Quote Originally Posted by Shadow View Post
I haven't looked at individual cyl's, always Thought I was so close to an EQ length header swap that it wouldn't be worth it. lol

It's important to keep the turbine housing scroll Close in mind while thinking this through. The expanding gasses will have to Compress again while they Squeeze through that restriction!

It's prob harder for most to visualize because the #3 & 4 runners are so short. Imagine instead an eq length header with 2 runners 1.5" ID and 2 runners 1.68" ID going into a .63 A/R stage 1 turbine housing/ wheel.

Which 2 cyl's are going to outflow the other 2?
Right, so the 1.5" runners will not be able to move the same maximum cfm, but that's not the point.

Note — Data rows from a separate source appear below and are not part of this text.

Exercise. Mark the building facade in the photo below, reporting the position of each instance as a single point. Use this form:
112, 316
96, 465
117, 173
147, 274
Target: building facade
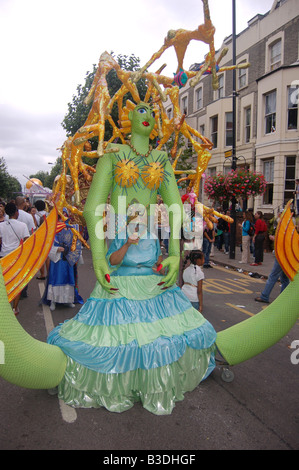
267, 132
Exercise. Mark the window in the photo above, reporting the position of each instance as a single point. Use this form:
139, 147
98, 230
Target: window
270, 112
198, 98
169, 113
242, 77
269, 176
228, 129
289, 184
275, 54
184, 105
247, 124
220, 91
214, 130
293, 93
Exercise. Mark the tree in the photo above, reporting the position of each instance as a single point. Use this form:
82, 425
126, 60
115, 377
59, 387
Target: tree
10, 187
185, 160
78, 111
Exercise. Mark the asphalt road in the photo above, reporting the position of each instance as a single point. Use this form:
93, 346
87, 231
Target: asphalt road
258, 410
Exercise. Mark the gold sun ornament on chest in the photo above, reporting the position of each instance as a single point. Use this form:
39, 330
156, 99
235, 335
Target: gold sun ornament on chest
126, 173
153, 175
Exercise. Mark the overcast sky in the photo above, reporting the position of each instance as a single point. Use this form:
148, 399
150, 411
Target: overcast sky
47, 47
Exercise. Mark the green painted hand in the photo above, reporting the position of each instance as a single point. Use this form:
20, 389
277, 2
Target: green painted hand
101, 270
172, 264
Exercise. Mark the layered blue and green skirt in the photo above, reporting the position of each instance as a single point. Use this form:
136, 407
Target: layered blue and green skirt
140, 344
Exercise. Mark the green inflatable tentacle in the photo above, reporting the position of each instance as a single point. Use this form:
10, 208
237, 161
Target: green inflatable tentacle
253, 336
28, 363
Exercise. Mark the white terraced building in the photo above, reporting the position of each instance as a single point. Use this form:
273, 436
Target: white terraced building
267, 133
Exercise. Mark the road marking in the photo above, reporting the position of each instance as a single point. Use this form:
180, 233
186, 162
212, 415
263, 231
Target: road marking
251, 279
241, 309
68, 413
215, 286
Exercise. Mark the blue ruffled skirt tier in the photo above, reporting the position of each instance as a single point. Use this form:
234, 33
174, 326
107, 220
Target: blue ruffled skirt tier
141, 344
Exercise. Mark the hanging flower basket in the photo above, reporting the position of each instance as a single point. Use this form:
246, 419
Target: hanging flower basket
238, 183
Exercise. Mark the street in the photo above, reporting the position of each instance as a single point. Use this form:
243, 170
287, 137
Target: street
258, 410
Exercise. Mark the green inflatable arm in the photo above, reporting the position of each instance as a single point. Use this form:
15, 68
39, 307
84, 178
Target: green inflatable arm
253, 336
27, 362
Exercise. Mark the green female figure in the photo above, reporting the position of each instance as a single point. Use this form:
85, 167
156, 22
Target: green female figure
137, 332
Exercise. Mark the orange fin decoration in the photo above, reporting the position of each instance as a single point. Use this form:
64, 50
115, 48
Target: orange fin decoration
23, 263
287, 243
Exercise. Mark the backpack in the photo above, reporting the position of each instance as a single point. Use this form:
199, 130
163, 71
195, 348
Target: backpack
251, 230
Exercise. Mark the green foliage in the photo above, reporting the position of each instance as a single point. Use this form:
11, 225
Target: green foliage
185, 160
48, 178
78, 111
10, 187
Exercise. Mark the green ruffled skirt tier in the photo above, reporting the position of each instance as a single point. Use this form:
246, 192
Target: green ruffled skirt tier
141, 344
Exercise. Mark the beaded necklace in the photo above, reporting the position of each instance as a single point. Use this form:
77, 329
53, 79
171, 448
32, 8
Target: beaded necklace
138, 153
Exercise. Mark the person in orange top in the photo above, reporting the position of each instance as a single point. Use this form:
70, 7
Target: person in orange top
261, 229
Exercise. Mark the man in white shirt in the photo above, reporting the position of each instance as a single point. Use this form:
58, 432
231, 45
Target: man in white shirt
12, 231
41, 211
24, 216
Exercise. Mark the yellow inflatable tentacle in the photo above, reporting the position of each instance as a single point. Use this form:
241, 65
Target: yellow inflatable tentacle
287, 244
24, 262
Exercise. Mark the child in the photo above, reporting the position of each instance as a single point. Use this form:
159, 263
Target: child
193, 277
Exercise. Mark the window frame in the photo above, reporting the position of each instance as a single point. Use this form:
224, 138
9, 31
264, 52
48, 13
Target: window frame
269, 116
214, 133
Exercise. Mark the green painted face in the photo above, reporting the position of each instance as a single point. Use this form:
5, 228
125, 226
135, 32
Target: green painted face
142, 119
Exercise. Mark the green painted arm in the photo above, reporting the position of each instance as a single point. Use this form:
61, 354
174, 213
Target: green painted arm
171, 197
93, 215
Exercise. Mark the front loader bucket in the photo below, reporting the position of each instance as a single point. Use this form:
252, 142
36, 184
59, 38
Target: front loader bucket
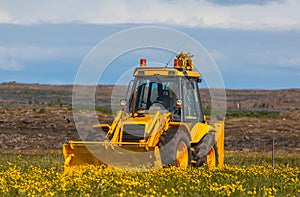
97, 153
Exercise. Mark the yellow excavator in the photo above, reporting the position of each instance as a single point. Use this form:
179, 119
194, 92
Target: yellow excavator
160, 123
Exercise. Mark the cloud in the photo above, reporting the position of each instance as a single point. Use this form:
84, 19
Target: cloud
244, 2
244, 14
290, 62
11, 65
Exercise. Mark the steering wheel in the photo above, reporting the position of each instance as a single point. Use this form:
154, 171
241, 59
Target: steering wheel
160, 103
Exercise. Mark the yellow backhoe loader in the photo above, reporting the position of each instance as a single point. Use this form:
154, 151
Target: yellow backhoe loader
161, 123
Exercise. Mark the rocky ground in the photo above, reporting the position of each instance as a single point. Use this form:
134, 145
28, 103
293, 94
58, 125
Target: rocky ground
40, 117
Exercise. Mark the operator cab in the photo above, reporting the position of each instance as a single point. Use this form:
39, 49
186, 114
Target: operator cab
172, 90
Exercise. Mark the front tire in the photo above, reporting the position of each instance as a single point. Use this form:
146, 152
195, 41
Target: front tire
174, 146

What you are wanting is the pressure that is seen at the exhaust valve head to be the same across all of the cylinders. Because the cross sectional area is smaller, the same amount of mass flowing through is will have to move faster, which equates to less pressure at the valve head (PV=nRT) because the mass isn't stacking up. The larger runners allow the mass to slow down and stack up, causing a higher net pressure and a slower flow. So yes, by mucking with the volumes of the runners you should be able to effectively produce similar pressures at the valve heads as an equal length tubular header that all the runners were the same cross sectional diameter.

As for how the mass moves through the volute and turbine, honestly I really want to do more in depth research here, but the only reason that the exhaust would have to compress again in the housing is if the housing/wheel combo simply couldn't flow the amount of exhaust being passed through it (boost creep). There's a bunch of physics going on all at the same time. The turbine works off of pressure and temperature (to a smaller extent) differential. The volume of the volute does decrease, but it's done so that the decreasing volume of exhaust keeps the same pressure differential around the turbine wheel. I guess you could argue this is "compressing", but the actual pressure theoretically should be the same all the way around.